Pitts’ preoccupation with sugar, although misguided, is understandable. He represents Hershey, Pennsylvania. And Big Candy lobbyists have vowed to ratchet up political donations and PR spending as part of their multi-million-dollar, 30-year crusade to outsource U.S. sugar production to heavily subsidized, market-manipulating countries like Brazil.
Speaking of Brazil, their economy and current political structure is collapsing as we speak, sending economic and socioeconomic ripples throughout South America. But that seems of little importance to Pitts and his cohort who instead want to hand over part of the country’s food supply to foreign traders in hopes that Big Candy might save a couple of pennies a pound in the short run.
As for Norquist’s involvement in the scheme, it is indeed a head scratcher. One can only imagine what might motivate the founder of Americans for Tax Reform to name sugar policy a top priority.
Sugar policy has nothing to do with tax reform. It doesn’t even have anything to do with taxpayers. The policy is based on loans that are repaid with interest, not on subsidy checks. It operated at no cost in 2003, 2004, 2005, 2006, 2007, 2008, 2009, 2010, 2011, 2012, 2014, and 2015. For that investment of $0, Americans have gotten a great deal on sugar, with grocery shoppers in other countries paying 20% more than we do here.
And it is projected to cost $0 over the life of the current Farm Bill. In fact, the only year in more than a decade that sugar cost anything was 2013, and those costs were a direct result of Mexico violating U.S. trade law. Not surprisingly, Pitts and Norquist didn’t oppose Mexico’s cheating.

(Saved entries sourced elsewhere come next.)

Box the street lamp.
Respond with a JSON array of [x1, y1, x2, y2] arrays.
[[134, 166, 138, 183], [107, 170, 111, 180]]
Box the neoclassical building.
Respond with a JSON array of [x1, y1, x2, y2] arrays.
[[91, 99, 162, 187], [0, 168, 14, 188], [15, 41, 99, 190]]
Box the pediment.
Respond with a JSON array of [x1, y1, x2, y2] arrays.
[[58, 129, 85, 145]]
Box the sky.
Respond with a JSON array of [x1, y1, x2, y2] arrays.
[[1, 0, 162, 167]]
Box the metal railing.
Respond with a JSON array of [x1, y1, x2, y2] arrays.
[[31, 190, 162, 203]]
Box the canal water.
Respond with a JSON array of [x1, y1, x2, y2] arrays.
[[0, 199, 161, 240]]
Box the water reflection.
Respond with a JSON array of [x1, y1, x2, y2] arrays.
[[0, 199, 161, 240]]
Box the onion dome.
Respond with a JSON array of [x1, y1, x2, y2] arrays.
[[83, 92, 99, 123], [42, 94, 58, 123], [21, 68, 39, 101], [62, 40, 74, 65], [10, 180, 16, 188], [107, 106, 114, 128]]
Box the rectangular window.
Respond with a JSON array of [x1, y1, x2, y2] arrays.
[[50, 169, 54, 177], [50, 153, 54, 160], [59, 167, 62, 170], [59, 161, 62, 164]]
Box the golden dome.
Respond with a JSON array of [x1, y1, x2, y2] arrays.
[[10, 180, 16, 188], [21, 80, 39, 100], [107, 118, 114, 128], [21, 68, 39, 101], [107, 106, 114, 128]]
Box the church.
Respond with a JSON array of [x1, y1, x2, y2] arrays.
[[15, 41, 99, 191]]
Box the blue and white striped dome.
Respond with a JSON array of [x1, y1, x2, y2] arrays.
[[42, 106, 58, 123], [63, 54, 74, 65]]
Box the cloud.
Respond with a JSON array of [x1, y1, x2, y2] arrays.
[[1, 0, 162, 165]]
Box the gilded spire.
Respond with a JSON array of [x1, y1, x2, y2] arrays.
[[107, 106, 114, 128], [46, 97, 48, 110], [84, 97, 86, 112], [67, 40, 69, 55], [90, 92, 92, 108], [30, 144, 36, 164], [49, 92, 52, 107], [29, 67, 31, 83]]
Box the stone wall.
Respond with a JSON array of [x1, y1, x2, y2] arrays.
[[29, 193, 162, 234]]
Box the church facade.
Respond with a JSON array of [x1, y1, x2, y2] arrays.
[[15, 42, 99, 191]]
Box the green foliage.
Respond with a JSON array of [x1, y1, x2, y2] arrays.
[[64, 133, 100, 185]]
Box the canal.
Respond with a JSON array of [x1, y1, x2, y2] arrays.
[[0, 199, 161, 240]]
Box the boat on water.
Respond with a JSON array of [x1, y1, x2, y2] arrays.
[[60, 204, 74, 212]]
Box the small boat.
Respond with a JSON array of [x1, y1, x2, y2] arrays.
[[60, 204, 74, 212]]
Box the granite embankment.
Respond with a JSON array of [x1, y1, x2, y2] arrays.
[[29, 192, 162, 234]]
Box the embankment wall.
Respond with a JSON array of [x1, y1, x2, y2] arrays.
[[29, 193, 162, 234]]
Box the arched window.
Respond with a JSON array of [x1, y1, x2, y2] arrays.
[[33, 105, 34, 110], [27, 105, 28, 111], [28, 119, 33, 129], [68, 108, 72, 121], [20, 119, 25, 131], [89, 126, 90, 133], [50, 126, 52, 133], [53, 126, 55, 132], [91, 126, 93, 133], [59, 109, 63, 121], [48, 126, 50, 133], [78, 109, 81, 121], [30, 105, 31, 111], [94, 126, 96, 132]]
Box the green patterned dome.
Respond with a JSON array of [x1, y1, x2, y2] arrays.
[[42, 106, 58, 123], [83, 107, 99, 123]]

The American Sugar Alliance certainly does not want to belittle the importance of sugar producers in this country or the policy that helps them navigate a global market awash in foreign subsidies. But even we recognize that America has much bigger priorities right now.
We realize that in all the polls taken where U.S. voters rank their biggest concerns, sugar doesn’t make the cut. We realize that topics like the economy, the military, education, and infrastructure improvement come first.

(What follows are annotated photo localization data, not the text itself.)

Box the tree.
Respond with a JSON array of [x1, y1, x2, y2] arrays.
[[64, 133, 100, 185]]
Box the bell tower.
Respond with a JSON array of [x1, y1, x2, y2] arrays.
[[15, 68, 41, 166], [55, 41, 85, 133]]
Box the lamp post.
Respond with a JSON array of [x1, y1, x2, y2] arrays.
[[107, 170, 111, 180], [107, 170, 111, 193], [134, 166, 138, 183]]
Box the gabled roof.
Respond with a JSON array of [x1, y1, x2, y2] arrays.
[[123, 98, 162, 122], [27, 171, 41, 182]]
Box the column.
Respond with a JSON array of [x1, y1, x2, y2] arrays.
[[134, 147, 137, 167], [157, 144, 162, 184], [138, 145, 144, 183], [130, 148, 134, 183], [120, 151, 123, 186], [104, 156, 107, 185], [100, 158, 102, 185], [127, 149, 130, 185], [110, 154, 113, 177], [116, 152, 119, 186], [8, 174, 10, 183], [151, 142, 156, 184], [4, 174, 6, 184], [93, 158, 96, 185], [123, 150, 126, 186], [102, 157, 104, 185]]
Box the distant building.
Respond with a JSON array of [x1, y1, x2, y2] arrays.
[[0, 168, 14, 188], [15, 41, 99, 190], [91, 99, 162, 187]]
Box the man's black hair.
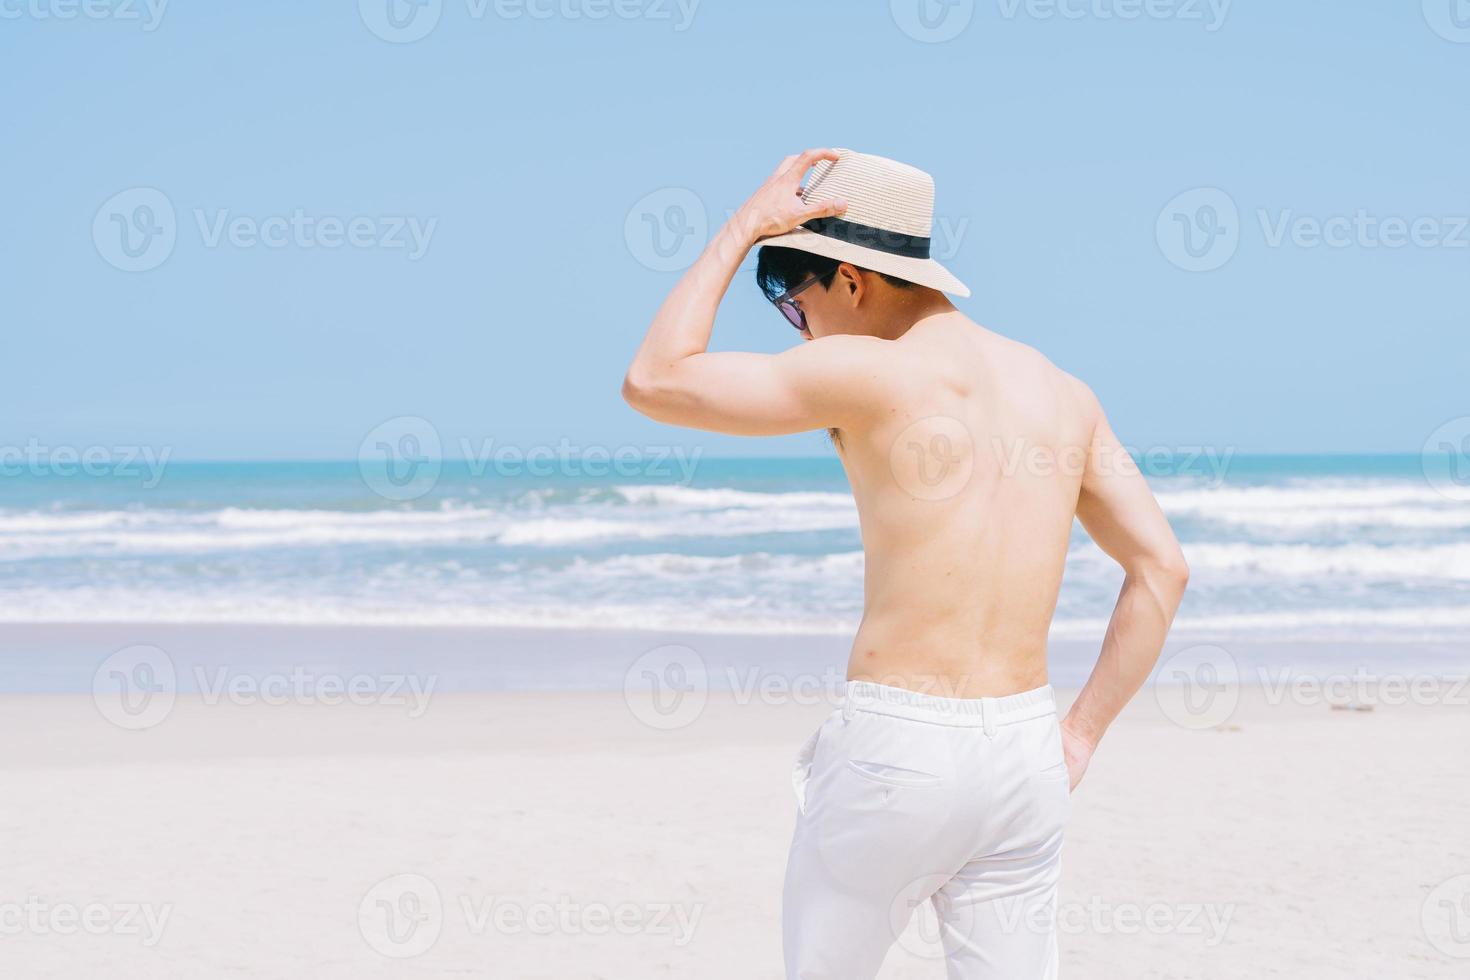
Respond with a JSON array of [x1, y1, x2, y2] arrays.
[[755, 246, 917, 301], [756, 246, 918, 450]]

Reopening a just-passed Farm Bill to vote on sugar policy for the 9th time in three years is not a pressing priority for America. It is an issue, however, that matters to a handful of well-heeled multinational companies willing to open their checkbooks to decimate a highly efficient U.S. business.

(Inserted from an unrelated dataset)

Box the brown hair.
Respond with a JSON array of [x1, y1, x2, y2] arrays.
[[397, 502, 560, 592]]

And apparently two men who think precious congressional floor time at the end of the year should be spent on a small no-cost farm policy instead of the crises currently gripping the country.
Hopefully the last-minute Pitts-Norquist Hail Mary pass will fall harmlessly incomplete as cooler heads in Congress weigh in on real priorities. After all, few are expecting a completion. As a December 1 article in The Hill featuring the head of the National Confectioners Association noted: “the [sugar policy] debate isn’t likely to come up until around the time of the next farm bill, about four years from now.”